Best Model Based on Macro-F1 Score (and Accuracy in case of a tie):
Model             Random Forest
Accuracy                 0.7093
Macro-F1 Score             0.68
Precision                  0.71
Recall                     0.71
Name: 1, dtype: object


# Applying SMOTE to the training data for class imbalance and doing hyperparameter tuning for best result

In [None]:
# Loading the encoded train data
train_data = joblib.load('encoded_train_data.joblib', mmap_mode='r')
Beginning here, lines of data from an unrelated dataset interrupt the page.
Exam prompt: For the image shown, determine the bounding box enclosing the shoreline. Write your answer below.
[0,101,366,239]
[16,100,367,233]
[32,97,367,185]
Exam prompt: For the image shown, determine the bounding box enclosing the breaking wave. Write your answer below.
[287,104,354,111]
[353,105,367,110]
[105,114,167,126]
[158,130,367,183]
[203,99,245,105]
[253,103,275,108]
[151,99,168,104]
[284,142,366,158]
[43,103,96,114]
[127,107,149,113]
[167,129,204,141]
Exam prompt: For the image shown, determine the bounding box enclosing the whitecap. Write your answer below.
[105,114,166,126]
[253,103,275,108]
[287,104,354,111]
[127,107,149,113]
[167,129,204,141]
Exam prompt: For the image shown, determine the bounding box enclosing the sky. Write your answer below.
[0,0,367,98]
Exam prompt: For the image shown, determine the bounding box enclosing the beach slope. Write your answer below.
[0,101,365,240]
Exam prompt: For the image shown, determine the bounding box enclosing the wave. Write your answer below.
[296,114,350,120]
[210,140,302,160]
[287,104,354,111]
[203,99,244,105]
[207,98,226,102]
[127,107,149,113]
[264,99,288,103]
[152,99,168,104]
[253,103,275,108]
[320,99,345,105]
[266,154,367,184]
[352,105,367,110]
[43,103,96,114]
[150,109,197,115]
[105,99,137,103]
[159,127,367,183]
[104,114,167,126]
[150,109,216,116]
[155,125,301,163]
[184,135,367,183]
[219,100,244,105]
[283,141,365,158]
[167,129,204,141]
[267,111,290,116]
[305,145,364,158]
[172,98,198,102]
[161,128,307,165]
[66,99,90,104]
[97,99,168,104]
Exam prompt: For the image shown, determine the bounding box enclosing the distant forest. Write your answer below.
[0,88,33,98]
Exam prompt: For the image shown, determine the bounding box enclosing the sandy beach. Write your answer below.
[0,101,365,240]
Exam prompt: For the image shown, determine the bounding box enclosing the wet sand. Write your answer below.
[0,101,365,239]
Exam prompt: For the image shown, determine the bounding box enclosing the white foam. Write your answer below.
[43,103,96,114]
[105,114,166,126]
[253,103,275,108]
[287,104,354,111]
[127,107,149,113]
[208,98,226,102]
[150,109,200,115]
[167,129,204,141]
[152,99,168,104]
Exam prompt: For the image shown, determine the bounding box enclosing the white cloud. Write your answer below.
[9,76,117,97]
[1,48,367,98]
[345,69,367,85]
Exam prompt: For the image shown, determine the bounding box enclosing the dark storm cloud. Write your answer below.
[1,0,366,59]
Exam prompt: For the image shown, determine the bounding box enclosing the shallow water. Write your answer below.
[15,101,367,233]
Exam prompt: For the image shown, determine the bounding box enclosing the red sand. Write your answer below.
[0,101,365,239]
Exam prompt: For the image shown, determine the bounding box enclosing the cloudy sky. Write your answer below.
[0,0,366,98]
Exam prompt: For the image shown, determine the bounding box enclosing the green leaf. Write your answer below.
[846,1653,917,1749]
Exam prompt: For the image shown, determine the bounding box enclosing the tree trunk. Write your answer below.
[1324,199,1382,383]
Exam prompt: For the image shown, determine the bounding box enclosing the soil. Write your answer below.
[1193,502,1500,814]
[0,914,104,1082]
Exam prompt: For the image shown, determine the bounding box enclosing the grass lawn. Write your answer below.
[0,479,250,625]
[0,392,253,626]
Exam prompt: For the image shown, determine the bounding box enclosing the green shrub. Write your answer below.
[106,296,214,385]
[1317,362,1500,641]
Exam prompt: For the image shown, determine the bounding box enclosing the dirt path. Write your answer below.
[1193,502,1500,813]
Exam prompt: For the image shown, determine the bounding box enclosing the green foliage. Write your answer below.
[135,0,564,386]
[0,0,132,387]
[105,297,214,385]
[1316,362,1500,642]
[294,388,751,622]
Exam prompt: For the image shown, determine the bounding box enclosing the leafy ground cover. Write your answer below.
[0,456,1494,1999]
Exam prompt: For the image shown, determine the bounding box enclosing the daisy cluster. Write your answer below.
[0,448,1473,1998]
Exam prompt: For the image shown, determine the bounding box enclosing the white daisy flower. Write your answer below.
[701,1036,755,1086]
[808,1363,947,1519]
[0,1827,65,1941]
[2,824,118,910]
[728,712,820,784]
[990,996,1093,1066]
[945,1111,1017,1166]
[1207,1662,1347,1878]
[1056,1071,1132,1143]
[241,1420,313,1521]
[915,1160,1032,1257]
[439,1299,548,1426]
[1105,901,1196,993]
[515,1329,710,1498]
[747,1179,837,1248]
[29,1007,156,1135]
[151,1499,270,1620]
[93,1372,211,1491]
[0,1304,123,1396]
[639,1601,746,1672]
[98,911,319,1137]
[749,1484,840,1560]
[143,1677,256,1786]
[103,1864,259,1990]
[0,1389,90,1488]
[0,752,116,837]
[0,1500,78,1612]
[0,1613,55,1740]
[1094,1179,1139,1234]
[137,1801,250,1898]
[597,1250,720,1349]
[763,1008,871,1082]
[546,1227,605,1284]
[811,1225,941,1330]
# Separating the features (X) and target variable (y)
X = train_data.drop('IncidentGrade', axis=1)
y = train_data['IncidentGrade'].copy()  # Make a copy of y to avoid the writeable issue

# If the target variable (y) is continuous, you can bin it into categories
# For example, creating 3 bins for a "low", "medium", "high" classification problem
y_binned = pd.cut(y, bins=3, labels=["low", "medium", "high"])

# Converting to numeric and handling NaN values
X = X.apply(pd.to_numeric, errors='coerce')
X = X.dropna(axis=1)

# Splitting the data (80:20)
X_train, X_val, y_train, y_val = train_test_split(X, y_binned, test_size=0.2, random_state=42, stratify=y_binned)

# Downsampling the training data to 2% for quicker processing
X_train_sampled, _, y_train_sampled, _ = train_test_split(X_train, y_train, train_size=0.02, stratify=y_train, random_state=42)

# If there are boolean columns, convert them to integers
if X_train_sampled.select_dtypes(include=['bool']).shape[1] > 0:
    X_train_sampled = X_train_sampled.astype(int)

# Applying SMOTE for multi-class classification (default strategy balances all classes equally)
smote = SMOTE(random_state=42)
X_train_resampled, y_train_resampled = smote.fit_resample(X_train_sampled, y_train_sampled)

# Hyperparameters for RandomizedSearchCV
param_dist = {
    'n_estimators': [50, 75],
    'max_depth': [10, 20, None],
    'min_samples_split': [2, 5],
    'min_samples_leaf': [1, 2],
    'bootstrap': [True, False]
}

# Random Forest Classifier
rf = RandomForestClassifier(random_state=42, n_jobs=-1)

random_search = RandomizedSearchCV(estimator=rf, param_distributions=param_dist, n_iter=5,
                                   cv=3, verbose=1, random_state=42, n_jobs=-1)

# Fitting the Randomized Search with resampled training data
random_search.fit(X_train_resampled, y_train_resampled)

# Best parameters and model
best_rf = random_search.best_estimator_

# Evaluating on validation data
y_pred = best_rf.predict(X_val)

# Printing the results
print("Best Hyperparameters:", random_search.best_params_)
print("Classification Report:")
print(classification_report(y_val, y_pred))

print("Confusion Matrix:")
print(confusion_matrix(y_val, y_pred))

# Saving the tuned model
joblib.dump(best_rf, "rf_smote_tuned_model.joblib")
print("Model saved as rf_smote_tuned_model.joblib")



Fitting 3 folds for each of 5 candidates, totalling 15 fits